In a blue-lit studio at Cadillac’s design headquarters, the car maker’s top executives took the stage on Thursday evening to address an online audience across the globe. Cadillac’s brass were gathered to present the new LYRIQ, an all-electric show car that embodies the ambitious plans for the automaker’s future. With its long wheelbase, low roofline and distinctive array of LED lights front and rear, this SUV doesn’t just represent a new kind of song for Cadillac, but the beginning of a complete shift of genre.
While the LYRIQ (whose name is a nod to Cadillac’s prominence in music lyrics) is not destined for showrooms in its current configuration (a road-ready version is promised by late 2022), it marks a big step for the brand towards its stated goal of having an entirely electric fleet by the end of the next decade. For the moment, however, Cadillac is still playing catch-up with rivals like Audi, Jaguar and Tesla, who already have fully electric SUVs on the road.
“It’s a show car for our advanced technology, but the design, execution and materials are very much production,” says Philip Dauchy, Global Head of Brand Strategy and International Marketing at Cadillac. “Cadillac’s ambition is to be the luxury mobility leader when it comes to electric vehicles, [and] this car is the spearhead of that. [The LYRIQ] is going to usher in a whole new era for Cadillac.”
As such, the LYRIQ features a cabin dominated by a 33-inch LED screen (with, Cadillac claims, the highest pixel density available in the automotive industry), along with an augmented reality-enhanced head-up display and remote self-parking, plus Cadillac’s Super Cruise (the brand’s answer to Tesla’s Autopilot). It also features a 19-speaker AKG Studio audio system with new noise-cancellation technology. These features, plus its sleek, contemporary aesthetics, aim the LYRIQ squarely at the same tech-savvy, upwardly mobile drivers as the Audi e-tron, Jaguar I-Pace and Tesla Model Y.
While Cadillac has seen growth in Canadian sales over the last decade, mostly thanks to its popular XT4 and XT5 SUVs, it has yet to offer anything compelling for buyers looking for a hybrid or EV.
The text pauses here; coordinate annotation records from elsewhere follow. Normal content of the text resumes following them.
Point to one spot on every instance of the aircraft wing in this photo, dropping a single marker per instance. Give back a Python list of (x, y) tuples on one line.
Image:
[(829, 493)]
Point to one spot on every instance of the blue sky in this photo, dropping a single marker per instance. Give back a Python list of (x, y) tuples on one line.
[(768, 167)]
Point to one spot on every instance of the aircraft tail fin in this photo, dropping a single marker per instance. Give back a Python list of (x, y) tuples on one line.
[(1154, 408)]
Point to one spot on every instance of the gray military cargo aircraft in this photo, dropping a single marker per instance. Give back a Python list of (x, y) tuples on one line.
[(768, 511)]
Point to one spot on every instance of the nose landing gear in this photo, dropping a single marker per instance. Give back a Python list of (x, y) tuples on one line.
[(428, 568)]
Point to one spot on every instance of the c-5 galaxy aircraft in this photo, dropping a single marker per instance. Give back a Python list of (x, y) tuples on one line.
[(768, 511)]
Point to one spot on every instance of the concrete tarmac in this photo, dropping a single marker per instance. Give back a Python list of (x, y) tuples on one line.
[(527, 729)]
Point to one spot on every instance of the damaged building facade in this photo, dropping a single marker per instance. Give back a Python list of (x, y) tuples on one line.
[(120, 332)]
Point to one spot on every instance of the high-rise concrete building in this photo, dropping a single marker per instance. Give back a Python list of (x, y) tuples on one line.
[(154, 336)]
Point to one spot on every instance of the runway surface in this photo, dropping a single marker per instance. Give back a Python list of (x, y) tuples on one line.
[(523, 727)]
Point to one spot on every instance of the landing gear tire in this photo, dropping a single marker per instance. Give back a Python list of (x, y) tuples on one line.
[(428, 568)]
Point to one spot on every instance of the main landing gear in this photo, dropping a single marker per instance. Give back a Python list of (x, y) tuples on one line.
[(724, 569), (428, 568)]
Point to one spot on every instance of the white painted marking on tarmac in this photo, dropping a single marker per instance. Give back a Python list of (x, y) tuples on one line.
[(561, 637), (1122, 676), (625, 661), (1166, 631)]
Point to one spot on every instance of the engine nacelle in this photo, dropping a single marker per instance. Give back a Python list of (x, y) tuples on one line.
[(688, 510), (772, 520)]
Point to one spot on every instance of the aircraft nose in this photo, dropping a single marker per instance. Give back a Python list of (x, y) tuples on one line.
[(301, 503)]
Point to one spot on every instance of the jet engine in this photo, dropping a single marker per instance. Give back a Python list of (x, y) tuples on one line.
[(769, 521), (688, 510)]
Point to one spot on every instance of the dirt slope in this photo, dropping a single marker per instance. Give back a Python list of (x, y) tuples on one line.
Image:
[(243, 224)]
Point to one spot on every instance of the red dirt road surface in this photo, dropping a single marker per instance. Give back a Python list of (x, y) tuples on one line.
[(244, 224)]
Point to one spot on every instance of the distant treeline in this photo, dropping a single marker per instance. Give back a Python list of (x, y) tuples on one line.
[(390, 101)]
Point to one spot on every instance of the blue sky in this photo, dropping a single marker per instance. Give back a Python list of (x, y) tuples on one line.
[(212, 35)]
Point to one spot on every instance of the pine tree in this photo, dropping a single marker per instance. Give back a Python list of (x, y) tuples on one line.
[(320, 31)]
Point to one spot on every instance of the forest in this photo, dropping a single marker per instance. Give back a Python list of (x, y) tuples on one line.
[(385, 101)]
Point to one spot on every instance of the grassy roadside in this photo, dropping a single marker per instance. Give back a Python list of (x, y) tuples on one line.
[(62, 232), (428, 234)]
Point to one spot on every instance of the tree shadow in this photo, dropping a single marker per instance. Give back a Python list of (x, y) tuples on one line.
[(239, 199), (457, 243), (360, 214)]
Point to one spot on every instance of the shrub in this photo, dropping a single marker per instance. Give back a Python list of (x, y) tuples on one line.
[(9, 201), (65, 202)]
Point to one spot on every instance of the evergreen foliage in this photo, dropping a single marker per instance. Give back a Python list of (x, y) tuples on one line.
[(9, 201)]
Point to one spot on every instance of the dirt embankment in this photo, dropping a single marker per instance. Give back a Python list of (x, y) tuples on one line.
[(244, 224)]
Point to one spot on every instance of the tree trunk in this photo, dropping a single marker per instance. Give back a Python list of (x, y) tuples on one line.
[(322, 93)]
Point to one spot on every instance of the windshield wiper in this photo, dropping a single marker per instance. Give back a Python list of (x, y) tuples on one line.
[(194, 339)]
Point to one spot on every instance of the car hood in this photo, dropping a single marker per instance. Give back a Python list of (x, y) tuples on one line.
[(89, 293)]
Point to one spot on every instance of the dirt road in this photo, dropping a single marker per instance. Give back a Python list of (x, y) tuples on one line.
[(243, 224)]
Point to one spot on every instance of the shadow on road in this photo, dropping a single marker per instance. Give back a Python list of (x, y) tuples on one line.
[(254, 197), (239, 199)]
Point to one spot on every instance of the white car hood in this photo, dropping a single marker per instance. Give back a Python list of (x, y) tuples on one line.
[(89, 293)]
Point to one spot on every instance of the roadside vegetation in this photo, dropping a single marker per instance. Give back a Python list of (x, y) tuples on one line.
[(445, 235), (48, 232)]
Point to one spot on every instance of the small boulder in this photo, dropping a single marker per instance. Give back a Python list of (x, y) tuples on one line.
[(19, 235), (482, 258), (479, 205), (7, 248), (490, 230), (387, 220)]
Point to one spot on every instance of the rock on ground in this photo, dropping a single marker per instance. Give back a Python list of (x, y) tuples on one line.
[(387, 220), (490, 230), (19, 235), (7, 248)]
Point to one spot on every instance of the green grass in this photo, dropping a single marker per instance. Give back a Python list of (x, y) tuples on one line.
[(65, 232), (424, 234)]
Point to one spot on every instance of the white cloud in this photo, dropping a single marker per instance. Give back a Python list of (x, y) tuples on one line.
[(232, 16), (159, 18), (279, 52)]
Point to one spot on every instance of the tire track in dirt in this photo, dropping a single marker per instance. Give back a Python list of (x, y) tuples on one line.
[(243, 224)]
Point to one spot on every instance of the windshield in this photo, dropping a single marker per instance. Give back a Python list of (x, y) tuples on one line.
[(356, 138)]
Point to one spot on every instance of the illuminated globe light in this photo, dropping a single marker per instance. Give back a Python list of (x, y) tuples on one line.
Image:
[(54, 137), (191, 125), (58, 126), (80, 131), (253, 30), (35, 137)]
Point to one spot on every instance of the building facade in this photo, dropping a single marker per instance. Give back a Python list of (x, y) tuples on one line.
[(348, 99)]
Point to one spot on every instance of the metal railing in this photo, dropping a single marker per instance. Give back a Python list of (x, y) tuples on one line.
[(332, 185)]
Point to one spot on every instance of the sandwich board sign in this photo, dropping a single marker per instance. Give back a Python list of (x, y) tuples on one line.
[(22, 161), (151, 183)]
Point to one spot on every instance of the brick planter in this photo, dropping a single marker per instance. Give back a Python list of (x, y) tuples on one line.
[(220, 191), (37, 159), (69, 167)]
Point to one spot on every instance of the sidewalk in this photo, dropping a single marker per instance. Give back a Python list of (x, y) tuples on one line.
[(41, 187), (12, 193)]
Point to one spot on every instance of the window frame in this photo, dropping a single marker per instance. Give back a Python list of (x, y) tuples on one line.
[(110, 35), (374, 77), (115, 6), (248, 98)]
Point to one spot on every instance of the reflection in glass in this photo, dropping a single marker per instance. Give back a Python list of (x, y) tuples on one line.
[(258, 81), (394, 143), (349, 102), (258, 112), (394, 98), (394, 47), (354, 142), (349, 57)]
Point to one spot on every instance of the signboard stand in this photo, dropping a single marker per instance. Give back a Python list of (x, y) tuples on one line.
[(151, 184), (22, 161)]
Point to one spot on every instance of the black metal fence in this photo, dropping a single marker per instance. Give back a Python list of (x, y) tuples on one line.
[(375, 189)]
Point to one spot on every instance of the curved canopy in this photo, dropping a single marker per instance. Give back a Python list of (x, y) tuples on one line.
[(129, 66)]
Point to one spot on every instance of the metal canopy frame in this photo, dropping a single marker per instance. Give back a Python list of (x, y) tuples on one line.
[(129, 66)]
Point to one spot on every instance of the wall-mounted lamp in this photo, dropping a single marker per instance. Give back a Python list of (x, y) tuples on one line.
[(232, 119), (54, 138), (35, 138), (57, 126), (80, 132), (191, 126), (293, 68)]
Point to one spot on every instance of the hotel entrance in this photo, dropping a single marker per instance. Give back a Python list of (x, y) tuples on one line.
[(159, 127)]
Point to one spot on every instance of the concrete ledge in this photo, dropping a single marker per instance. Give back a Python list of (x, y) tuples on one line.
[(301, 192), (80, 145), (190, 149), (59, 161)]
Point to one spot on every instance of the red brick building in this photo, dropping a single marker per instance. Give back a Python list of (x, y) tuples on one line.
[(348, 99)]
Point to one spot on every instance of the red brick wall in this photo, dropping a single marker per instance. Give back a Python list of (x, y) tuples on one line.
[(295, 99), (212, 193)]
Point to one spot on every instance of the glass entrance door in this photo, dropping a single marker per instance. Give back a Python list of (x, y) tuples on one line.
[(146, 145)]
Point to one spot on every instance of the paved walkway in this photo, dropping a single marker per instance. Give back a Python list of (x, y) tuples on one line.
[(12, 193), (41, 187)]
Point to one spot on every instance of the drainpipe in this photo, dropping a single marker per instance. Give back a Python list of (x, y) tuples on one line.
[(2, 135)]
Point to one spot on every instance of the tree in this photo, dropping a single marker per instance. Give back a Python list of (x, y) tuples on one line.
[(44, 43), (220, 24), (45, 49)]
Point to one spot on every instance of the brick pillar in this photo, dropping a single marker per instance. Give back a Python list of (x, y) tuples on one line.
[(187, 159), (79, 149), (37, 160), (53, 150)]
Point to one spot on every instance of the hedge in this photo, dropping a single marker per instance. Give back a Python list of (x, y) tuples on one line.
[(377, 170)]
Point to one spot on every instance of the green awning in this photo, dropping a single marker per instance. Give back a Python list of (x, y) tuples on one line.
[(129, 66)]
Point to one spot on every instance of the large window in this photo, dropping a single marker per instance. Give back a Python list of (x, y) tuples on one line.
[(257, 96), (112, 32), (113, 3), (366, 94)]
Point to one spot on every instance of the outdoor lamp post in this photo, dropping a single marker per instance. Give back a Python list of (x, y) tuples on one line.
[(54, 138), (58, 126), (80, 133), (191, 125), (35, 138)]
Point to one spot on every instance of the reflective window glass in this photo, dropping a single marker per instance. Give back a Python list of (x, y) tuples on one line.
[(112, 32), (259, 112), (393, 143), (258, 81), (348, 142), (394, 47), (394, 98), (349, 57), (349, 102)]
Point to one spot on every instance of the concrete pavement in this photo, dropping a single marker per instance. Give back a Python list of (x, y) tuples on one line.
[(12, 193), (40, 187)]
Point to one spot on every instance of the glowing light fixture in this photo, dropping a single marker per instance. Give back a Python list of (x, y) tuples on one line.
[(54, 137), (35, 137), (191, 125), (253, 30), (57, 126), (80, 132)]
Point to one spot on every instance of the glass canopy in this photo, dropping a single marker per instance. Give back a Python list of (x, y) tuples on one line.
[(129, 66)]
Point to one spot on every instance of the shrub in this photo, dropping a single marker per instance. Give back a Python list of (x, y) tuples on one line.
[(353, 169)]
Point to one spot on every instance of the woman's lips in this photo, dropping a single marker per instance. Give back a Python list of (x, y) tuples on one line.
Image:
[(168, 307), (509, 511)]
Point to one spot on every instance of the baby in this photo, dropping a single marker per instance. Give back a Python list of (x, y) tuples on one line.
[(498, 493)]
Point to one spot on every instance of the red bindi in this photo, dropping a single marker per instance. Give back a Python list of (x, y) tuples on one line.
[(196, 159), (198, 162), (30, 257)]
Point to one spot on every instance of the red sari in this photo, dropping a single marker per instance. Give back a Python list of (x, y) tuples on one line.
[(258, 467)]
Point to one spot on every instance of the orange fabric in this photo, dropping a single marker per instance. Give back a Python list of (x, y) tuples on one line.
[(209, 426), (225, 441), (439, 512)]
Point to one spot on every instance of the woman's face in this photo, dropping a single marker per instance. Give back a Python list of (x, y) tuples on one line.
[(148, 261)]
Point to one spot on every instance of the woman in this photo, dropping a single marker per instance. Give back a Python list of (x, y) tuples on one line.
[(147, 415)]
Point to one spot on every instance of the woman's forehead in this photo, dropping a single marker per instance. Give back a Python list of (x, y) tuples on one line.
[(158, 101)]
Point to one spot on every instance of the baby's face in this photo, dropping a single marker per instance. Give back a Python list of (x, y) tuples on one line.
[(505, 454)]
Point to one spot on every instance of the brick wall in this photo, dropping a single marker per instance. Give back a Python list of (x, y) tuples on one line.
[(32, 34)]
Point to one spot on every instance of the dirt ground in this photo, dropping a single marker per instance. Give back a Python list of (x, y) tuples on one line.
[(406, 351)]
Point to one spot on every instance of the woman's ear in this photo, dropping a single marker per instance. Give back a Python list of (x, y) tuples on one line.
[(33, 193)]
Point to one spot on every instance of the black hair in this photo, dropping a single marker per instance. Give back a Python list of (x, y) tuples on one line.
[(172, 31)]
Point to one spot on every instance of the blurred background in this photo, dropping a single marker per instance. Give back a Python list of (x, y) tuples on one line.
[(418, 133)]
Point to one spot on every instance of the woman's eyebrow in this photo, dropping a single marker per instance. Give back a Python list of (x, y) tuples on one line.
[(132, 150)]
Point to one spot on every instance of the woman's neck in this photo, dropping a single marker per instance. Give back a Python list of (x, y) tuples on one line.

This is not for lack of trying.
Back in 2013, the American car maker created buzz around the ELR, a production plug-in hybrid coupe styled after its Converj concept. Despite the initial excitement around the ELR’s unique design, its platform was borrowed from the Chevy Volt, its all-electric range was just 60 kilometres, and it was priced at $75,000 USD. Unsurprisingly, Cadillac pulled the plug on the coupe after just two years and less than 3,000 units sold. The brand returned to the American EV market in 2017 with a Chinese-built plug-in hybrid version of its CT6 luxury sedan, but with sales of full-sized sedans waning in North America, it went largely unnoticed.
Cadillac has learned from its mistakes, says Dauchy, and the LYRIQ was designed from the ground up to offer customers the EV they want. “[The ELR] was actually a fantastically designed and executed vehicle, but when you don’t have your luxury marquee leading in technology, you’re leaving money on the table,” he says, referring to the vehicle’s Volt underpinnings. “There was [also] a price mismatch between what customers valued the vehicle at and what the starting price was. So we will not make that mistake, either. While we are not a bargain brand, we are about delivering strong luxury value.”
While the LYRIQ’s price is yet to be announced, its streamlined SUV form is exactly what Cadillac’s target buyer wants, judging by the success of similar vehicles from other luxury automakers. The brand also appears to have its technological priorities in order this time around, particularly when it comes to the all-important question of electric range.
“The batteries in electric vehicles are always the most expensive component, and in order for EVs to be commercially viable, you’ve got to get the cost down,” says Sam Abuelsamid, a mobility research analyst at Guidehouse Insights, a global market intelligence firm. The LYRIQ is the first of a wave of upcoming General Motors vehicles (the forthcoming GMC Hummer EV is another) to be powered by the company’s Ultium modular battery system, developed in partnership with South Korean battery maker LG Chem. With “pouch-style” batteries that are vertically and horizontally stackable to suit a range of vehicle designs, and an estimated range upwards of 485 km, Ultium could help make the LYRIQ a genuine EV contender.
“[Cadillac has] watched and learned what’s been successful in the EV marketplace – which is mainly Tesla – and they’ve applied that to the vehicles they’re trying to build now,” says Abuelsamid. “I think that this time around the vehicles are going to have more than enough range to be competitive.”
It will be at least a couple of years before the LYRIQ is ready to siphon off any Tesla buyers, and the electric-mobility market could change significantly between now and then. Both Cadillac and GM will have to demonstrate an uncharacteristic nimbleness to keep up. Still, for a company in need of a new hit for a new generation, the LYRIQ appears to be playing the right tune.